Cerita Minggu Pagi 89
Tak terlalu sulit mengeja hari-hari tanpa hujan di awal tahun pada Minggu pagi ini. Embun masih terasa, datang bersama angin pagi. Dirasakan olehku saat menuju parkir motor, akan pulang dari salat Subuh. Dilanjutkan dengan tausyiah oleh Ustaz Kamaluddin hingga matahari menerangi tanah di sekitar masjid. Â
Kuelap jok warna hitam pekat yang basah. Kustater mesin motor, dan kudiamkan untuk beberapa saat.
"Assalamualaikum ... Bang."
Kusahut dengan senyum, dan salam itu. Dan menugguinya berlalu lebih dulu. "Waalaikum salam. Silakan, Pak Son."
Ia berlalu, dan saya pun menunggu ia melewati pintu gerbang masjid. Pelan-pelan kujalankan motor, sambil sesekali membenahi sarung yang menyerimpet di bagian depan motor.

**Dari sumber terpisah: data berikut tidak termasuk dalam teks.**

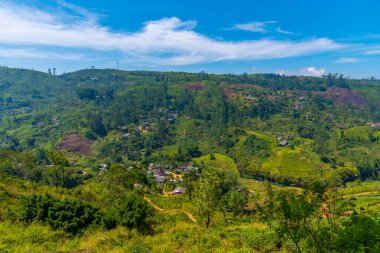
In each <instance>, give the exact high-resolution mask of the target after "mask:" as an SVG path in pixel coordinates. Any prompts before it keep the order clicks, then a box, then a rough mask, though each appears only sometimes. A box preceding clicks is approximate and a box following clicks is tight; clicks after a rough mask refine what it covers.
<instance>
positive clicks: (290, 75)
mask: <svg viewBox="0 0 380 253" xmlns="http://www.w3.org/2000/svg"><path fill="white" fill-rule="evenodd" d="M326 73H327V71H326V70H325V69H324V68H320V69H318V68H316V67H307V68H303V69H301V70H299V71H289V70H278V71H277V74H280V75H286V76H315V77H321V76H323V75H324V74H326Z"/></svg>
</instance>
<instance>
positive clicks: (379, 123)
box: [367, 122, 380, 128]
mask: <svg viewBox="0 0 380 253" xmlns="http://www.w3.org/2000/svg"><path fill="white" fill-rule="evenodd" d="M367 125H368V126H370V127H373V128H380V123H379V122H368V124H367Z"/></svg>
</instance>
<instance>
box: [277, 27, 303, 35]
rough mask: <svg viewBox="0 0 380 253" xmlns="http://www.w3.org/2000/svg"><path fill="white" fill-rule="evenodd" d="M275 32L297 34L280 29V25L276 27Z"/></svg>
mask: <svg viewBox="0 0 380 253" xmlns="http://www.w3.org/2000/svg"><path fill="white" fill-rule="evenodd" d="M276 32H278V33H283V34H287V35H299V34H298V33H294V32H290V31H286V30H282V29H281V27H277V28H276Z"/></svg>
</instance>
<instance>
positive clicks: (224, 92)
mask: <svg viewBox="0 0 380 253" xmlns="http://www.w3.org/2000/svg"><path fill="white" fill-rule="evenodd" d="M223 92H224V95H225V96H226V98H227V99H228V100H233V99H237V98H238V95H237V94H236V93H233V92H232V91H230V90H227V89H223Z"/></svg>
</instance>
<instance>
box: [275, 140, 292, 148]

Aku tidak pulang, dan menuju warung Mpok Ani. Warung yang menyajikan masakan pagi: lontong sayur, nasi uduk dan semur tahu plus jengkol yang tak perah kupesan. Aku orang Jawa ya tidak menyukaiya. Buka soal bau setelahnya. Biasanya, memesan lontong setengah porsi dan disiram kuah sayur. Plus sepotong tahu berwarna kecokelatan.
"Sambal, Bang?" tanya Mpok Ani.
"Sedikit."
"Biasaya ...."
Aku tersenyum. "Ini nggak biasa. Hidup sedang pahit, Mpok."